Limerick Astronomy Column: Ninth planet from the sun

The discovery of Pluto led to the belief that was the final planet on the edge of our solar system.

However for the last number of years a growing numbers of scientists have attributed the peculiar orbits of distant solar system objects on the gravitational effects of an as-yet-undiscovered “Planet Nine” that lies in the icy space beyond Neptune.

It is referred to as Planet Nine, since Pluto is no longer officially considered a major planet.

See below for Rick and Morty's take on Pluto's planetary status

Astronomers have already discovered about a dozen objects in the distant solar system that expand our understanding of the solar system.

This special subcategory of icy objects orbiting past Neptune, these are referred to as Trans-Neptunian Objects (TNOs). These objects all make their closest approach to the sun at the same spot in their rotation. However, the proposed Planet Nine is not one of these objects.

The existence of this planet was first hypothesized by astronomers Konstantin Batygin and Mike Brown of Caltech. Theoretical studies have proposed that Planet Nine (also referred to by some as Planet X) has a mass of between five and 15 times that of Earth, lying between 45 billion and 150 billion kilometres from the sun. This distance would mean that the ‘planet’ would receive very little light from the sun, making it hard to locate with telescopes.
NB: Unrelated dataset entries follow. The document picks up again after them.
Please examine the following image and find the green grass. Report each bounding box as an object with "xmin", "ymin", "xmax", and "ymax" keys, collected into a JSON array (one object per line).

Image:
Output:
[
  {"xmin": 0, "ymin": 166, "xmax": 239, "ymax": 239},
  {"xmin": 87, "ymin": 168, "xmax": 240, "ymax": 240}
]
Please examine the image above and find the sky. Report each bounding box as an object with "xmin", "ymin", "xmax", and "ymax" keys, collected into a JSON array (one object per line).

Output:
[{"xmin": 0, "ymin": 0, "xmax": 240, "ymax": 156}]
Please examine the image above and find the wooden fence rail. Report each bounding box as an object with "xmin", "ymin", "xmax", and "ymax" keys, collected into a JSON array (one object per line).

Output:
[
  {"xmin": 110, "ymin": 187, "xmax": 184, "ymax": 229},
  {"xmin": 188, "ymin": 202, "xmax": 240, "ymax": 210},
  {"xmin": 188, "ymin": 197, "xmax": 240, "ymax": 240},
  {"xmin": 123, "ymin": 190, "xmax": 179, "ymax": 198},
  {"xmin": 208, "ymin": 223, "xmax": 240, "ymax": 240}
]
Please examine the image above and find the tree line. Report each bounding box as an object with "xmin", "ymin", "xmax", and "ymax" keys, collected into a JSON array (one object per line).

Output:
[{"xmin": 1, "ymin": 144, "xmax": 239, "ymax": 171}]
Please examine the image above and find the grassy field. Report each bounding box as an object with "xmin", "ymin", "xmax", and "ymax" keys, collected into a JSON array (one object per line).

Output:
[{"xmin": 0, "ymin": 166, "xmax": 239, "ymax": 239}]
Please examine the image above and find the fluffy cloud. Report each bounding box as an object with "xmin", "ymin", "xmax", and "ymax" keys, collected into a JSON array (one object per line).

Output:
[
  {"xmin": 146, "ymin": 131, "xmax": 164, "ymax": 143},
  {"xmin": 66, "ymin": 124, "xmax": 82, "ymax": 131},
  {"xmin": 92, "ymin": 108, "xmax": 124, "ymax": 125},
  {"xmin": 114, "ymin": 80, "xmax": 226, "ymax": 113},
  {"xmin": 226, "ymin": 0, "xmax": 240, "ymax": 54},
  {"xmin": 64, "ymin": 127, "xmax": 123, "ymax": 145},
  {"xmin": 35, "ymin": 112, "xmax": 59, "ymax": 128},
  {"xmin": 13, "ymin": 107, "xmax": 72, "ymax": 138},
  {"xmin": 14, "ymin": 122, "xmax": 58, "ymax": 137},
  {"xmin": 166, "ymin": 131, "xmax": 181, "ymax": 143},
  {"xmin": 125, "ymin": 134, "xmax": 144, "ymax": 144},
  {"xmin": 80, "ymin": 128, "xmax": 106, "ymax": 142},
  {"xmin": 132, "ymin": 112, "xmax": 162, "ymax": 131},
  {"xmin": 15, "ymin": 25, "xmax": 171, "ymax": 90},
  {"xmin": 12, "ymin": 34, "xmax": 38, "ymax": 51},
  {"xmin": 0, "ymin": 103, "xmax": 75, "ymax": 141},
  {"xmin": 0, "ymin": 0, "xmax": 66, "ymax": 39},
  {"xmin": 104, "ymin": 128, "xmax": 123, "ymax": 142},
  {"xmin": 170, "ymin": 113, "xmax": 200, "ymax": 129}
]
In order to detect objects of such mass, astronomers look for bizarre spots of light formed when light bends around the object’s gravitational field on its journey through the galaxy. These bends of light would not be constant as they appear and disappear as objects move in front of a distant star and continue in their orbit.

There is further thought that the existence of an unknown object could be a primordial black hole instead. Primordial black holes are predicted to have burst into existence within the first few fractions of a second after the Big Bang. However, their existence has never been established. Furthermore, if this mass object is a planet-mass black hole, it would likely be surrounded by a halo of dark matter that could stretch up to one billion kilometres on all sides. If such a mass object, whether a planet or a black hole, it would be one of the largest discoveries made in space history. Since the demotion of Pluto to a dwarf planet, it is believed that Neptune is the outermost planet in our solar system.